Question

Equation of electric field of a plane electromagnetic wave is given as:
\[ E_z = 60 \sin(500x + 1.5 \times 10^{11} t) \, \text{V/m}. \] Write the equation for the magnetic field of the wave.

Hint:

In electromagnetic waves, the electric and magnetic fields are always perpendicular to each other and to the direction of wave propagation. The relationship between the two fields is given by \( \frac{E_z}{B_z} = c \), where \( c \) is the speed of light in a vacuum. The magnetic field can be found by dividing the electric field by \( c \).

Answer 1

To find the magnetic field of the electromagnetic wave, we need to utilize the relationship between the electric and magnetic fields in a plane electromagnetic wave.
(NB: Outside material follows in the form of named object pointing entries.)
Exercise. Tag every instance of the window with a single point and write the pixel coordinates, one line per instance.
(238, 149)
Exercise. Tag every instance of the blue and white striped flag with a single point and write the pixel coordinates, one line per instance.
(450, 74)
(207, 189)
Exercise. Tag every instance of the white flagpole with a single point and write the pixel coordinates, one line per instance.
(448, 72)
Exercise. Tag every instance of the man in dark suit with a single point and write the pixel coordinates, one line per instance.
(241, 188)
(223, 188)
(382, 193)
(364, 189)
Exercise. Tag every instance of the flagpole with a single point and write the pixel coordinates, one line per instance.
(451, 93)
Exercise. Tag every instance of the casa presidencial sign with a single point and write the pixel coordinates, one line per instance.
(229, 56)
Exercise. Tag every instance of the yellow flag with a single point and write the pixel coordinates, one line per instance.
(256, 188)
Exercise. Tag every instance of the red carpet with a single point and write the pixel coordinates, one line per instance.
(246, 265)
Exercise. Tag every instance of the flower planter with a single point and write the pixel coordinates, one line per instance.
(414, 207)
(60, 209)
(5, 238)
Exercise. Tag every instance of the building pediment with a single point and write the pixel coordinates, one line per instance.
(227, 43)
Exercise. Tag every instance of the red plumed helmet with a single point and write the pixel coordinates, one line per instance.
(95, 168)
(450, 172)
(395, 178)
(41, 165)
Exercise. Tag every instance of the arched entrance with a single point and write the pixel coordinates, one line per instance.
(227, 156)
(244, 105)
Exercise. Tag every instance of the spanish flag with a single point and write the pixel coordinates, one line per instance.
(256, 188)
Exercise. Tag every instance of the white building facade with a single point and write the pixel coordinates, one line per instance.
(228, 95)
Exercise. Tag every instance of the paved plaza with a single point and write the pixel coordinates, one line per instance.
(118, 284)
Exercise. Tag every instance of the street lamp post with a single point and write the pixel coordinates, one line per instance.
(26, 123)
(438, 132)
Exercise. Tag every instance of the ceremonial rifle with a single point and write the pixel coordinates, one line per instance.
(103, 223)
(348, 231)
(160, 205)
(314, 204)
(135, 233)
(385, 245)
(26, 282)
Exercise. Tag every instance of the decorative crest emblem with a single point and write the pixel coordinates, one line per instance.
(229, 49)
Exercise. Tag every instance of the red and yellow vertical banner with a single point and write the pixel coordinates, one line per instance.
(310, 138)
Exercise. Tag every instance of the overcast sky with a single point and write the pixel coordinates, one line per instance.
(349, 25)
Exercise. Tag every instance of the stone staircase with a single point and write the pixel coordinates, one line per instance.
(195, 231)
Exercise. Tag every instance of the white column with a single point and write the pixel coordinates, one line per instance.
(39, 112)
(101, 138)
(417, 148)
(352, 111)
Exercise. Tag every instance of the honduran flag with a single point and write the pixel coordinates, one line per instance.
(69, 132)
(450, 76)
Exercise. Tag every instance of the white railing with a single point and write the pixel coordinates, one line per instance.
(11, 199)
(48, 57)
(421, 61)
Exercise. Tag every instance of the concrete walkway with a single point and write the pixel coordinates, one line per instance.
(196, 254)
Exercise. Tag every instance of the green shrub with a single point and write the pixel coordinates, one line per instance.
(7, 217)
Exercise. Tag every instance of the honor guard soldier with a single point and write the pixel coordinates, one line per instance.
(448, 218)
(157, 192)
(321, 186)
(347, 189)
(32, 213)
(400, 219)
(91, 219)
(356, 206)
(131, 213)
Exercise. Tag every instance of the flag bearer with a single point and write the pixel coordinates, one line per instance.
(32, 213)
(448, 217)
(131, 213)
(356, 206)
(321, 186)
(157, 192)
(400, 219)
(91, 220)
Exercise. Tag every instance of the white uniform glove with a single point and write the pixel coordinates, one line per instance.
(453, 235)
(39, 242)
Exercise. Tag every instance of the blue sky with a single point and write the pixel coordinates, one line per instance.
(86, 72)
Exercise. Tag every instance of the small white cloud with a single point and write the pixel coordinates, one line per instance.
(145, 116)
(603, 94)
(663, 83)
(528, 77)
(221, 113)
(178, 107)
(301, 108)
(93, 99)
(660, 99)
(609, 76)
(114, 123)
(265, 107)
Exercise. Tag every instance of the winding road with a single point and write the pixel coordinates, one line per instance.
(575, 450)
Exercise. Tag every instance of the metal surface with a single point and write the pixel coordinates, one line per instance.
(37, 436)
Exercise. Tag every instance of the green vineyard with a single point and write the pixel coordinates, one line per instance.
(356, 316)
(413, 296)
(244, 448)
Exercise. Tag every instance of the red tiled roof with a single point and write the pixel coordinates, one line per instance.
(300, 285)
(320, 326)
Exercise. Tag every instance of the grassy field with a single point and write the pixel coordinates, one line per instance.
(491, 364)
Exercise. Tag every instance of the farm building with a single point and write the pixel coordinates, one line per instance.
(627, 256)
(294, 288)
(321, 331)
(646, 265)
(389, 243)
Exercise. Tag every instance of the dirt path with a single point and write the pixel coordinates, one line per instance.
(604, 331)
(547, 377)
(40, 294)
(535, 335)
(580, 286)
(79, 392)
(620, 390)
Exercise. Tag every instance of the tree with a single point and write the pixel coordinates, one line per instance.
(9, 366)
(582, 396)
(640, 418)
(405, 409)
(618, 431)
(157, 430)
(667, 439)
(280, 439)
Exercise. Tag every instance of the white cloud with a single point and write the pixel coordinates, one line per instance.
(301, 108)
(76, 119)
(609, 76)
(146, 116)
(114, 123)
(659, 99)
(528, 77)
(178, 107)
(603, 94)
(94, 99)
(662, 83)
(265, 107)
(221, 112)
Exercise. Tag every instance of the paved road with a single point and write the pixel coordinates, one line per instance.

In such a wave, the electric field \( \vec{E} \) and the magnetic field \( \vec{B} \) are related by the speed of light \( c \), and they are perpendicular to each other, as well as to the direction of propagation of the wave.
For an electromagnetic wave traveling along the \( x \)-axis, the electric and magnetic fields are related by the following equation:
\[ \frac{E_z}{B_z} = c \] Where:
- \( E_z \) is the electric field,
- \( B_z \) is the magnetic field,
- \( c \) is the speed of light in a vacuum, which is \( 3 \times 10^8 \, \text{m/s} \).
Thus, the magnetic field can be written as:
\[ B_z = \frac{E_z}{c} \] Given that the electric field is: \[ E_z = 60 \sin(500x + 1.5 \times 10^{11} t) \, \text{V/m}, \] we can substitute this into the equation for \( B_z \):
\[ B_z = \frac{60 \sin(500x + 1.5 \times 10^{11} t)}{3 \times 10^8} \, \text{T}. \] Now, simplifying the expression:
\[ B_z = \frac{60}{3 \times 10^8} \sin(500x + 1.5 \times 10^{11} t) \, \text{T}. \] We can calculate the constant factor:
\[ \frac{60}{3 \times 10^8} = 2 \times 10^{-7}. \] Thus, the equation for the magnetic field becomes:
\[ B_z = 2 \times 10^{-7} \sin(500x + 1.5 \times 10^{11} t) \, \text{T}. \] Interpretation of the Result:
- The magnetic field \( B_z \) has the same functional form as the electric field \( E_z \), since they are both sinusoidal waves with the same frequency and wavevector.
- The only difference is the amplitude, which is scaled by a factor of \( 2 \times 10^{-7} \), due to the relationship between the electric and magnetic fields in an electromagnetic wave.
- The phase of the wave, as well as the wavevector \( k \) and angular frequency \( \omega \), remain unchanged.
- The magnetic field oscillates in sync with the electric field but is scaled by the factor related to the speed of light.